HDFS (Hadoop Distributed File System) is the storage layer of Apache Hadoop. It partitions a large dataset into smaller, manageable blocks and distributes those blocks across the nodes of a cluster, managing the placement, replication, and retrieval transparently.
A block is typically 128 megabytes in modern HDFS deployments (configurable). For a 10-gigabyte file, HDFS chops it into roughly 80 blocks and spreads them across the cluster. Every block is replicated — by default 3 copies on 3 different machines — so failure of any one node doesn’t lose data. If a node fails for long enough, HDFS notices and re-replicates the affected blocks to other healthy nodes, restoring the desired replication factor without human intervention. This is what fault tolerance and automatic recovery mean in practice.
HDFS follows a write-once, read-many model: a file is written once, then read many times. Appending is supported in modern versions but random in-place writes are not — the design assumes large analytics datasets that don’t get edited after they land. This is the reason students sometimes get bitten trying to update an HDFS file the way they would a local one.
The architecture has two roles:
- The NameNode is the bookkeeper. It maintains the metadata that describes which blocks live on which DataNodes and how the blocks fit together to form complete files.
- The DataNodes are where the bytes actually live. Each DataNode stores blocks on its local disk and reads or writes them when asked.
When a client reads /user/hadoop/input.txt, it asks the NameNode where the blocks live; the NameNode answers (block 1 is on nodes 1, 3, 7; block 2 is on nodes 1, 2, 5); the client then talks directly to the DataNodes to read the bytes.

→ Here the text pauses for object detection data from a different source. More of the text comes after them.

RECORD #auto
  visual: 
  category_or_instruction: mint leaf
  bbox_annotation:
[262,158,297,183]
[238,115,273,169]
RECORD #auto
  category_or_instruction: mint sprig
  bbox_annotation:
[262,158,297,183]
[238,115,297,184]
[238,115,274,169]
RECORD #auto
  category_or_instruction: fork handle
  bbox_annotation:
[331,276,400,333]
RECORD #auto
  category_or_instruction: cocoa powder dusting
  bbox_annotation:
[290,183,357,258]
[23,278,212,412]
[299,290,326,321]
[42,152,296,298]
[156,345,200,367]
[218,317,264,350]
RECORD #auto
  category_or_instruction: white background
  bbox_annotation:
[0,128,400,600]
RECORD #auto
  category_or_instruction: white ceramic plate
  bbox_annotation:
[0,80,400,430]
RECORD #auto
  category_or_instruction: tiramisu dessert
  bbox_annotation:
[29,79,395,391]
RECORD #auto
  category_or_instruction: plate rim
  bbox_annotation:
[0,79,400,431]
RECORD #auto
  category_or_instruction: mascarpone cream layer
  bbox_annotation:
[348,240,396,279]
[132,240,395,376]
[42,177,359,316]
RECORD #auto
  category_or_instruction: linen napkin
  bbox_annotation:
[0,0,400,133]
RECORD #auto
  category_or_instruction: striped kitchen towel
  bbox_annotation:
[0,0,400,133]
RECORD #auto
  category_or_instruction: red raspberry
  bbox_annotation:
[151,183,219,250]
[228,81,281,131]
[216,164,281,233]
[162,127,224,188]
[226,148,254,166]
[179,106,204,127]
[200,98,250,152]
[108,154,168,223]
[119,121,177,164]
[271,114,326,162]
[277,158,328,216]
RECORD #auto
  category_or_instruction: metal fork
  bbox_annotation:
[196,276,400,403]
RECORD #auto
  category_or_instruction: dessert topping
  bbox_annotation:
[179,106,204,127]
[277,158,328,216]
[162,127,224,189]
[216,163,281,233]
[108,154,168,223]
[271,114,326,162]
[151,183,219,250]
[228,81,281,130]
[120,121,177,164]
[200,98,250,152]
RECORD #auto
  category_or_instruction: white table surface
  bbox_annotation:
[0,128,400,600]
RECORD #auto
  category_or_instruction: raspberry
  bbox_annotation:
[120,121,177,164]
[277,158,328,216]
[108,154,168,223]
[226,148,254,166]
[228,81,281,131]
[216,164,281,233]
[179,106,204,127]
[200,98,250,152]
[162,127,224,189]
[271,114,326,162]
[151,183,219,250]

Working with HDFS from the command line uses the hdfs dfs tool:
hdfs dfs -mkdir -p /user/hduster
hdfs dfs -put my_dataset.csv /user/hduster
hdfs dfs -get /user/hduster/my_dataset.csv /Users/<local-path>/DocumentsThese three operations — make a directory, upload a file, download a file — cover most of what’s needed from the shell. For programmatic access from Python, the hdfs library connects to the HDFS REST interface:
from hdfs import InsecureClient
client = InsecureClient('http://localhost:9870/', user='hduster')

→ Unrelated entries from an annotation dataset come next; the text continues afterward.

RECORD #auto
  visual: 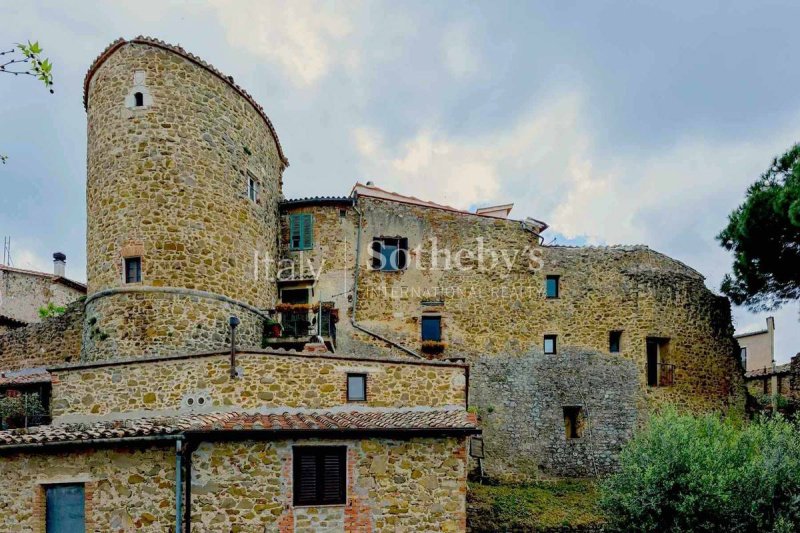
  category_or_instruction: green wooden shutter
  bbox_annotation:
[289,214,314,250]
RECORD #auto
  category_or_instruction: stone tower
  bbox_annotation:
[81,37,288,361]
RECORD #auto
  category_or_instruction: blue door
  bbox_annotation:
[45,484,86,533]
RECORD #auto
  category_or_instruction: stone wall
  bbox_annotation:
[0,268,85,327]
[85,42,285,360]
[192,438,467,533]
[0,448,175,533]
[51,353,466,421]
[282,197,745,475]
[0,299,84,371]
[470,348,639,479]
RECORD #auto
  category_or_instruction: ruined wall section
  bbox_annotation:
[0,298,84,371]
[83,42,284,360]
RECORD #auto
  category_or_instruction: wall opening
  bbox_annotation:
[564,405,586,440]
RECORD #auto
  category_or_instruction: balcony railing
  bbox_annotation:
[645,363,675,387]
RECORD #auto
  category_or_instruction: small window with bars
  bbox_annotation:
[125,257,142,283]
[293,446,347,506]
[289,213,314,250]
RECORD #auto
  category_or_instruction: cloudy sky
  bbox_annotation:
[0,0,800,361]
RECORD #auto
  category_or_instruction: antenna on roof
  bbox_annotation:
[3,235,14,266]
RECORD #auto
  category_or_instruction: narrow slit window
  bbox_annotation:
[422,316,442,342]
[125,257,142,283]
[544,335,557,354]
[608,331,622,353]
[347,374,367,402]
[293,446,347,506]
[545,276,560,300]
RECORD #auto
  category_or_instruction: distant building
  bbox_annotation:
[0,252,86,335]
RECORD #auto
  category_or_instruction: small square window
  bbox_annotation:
[608,331,622,353]
[422,316,442,342]
[247,177,258,202]
[545,276,560,299]
[292,446,347,506]
[564,405,585,439]
[125,257,142,283]
[372,237,408,272]
[347,374,367,402]
[544,335,557,354]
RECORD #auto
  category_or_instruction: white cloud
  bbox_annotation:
[442,23,481,78]
[210,0,360,86]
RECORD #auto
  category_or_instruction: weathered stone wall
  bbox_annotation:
[81,289,265,362]
[192,438,467,532]
[0,299,84,371]
[0,448,175,533]
[282,197,745,475]
[0,268,84,327]
[470,348,639,479]
[85,39,284,359]
[51,353,466,421]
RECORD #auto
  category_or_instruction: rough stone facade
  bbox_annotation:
[84,42,285,360]
[282,196,745,478]
[51,352,466,421]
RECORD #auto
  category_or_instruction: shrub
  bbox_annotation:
[600,411,800,531]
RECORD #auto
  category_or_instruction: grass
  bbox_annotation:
[467,479,603,533]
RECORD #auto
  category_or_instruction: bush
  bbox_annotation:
[600,411,800,531]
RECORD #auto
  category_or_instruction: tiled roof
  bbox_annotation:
[744,363,792,378]
[83,35,289,167]
[0,410,478,450]
[0,265,86,292]
[0,369,53,387]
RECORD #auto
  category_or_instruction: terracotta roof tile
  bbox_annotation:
[0,410,478,450]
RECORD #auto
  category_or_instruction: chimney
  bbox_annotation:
[53,252,67,278]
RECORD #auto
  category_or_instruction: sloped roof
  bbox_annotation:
[0,409,480,450]
[0,265,86,293]
[83,35,289,167]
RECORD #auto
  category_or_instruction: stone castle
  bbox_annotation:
[0,37,745,531]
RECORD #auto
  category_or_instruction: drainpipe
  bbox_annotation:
[350,193,425,359]
[175,439,183,533]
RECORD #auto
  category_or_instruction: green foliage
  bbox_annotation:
[600,411,800,531]
[0,393,44,426]
[717,144,800,309]
[39,302,67,318]
[467,479,603,532]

with client.read('/user/hduster/file.csv', encoding='utf-8') as r:
content = r.read()HDFS is scalable (petabytes across thousands of nodes) and reliable (continues to serve files when hardware fails). Those two adjectives — scalable and reliable — are what made Hadoop dominate the big-data world. It pairs with MapReduce for distributed computation and YARN for resource management to form the three core layers of Apache Hadoop.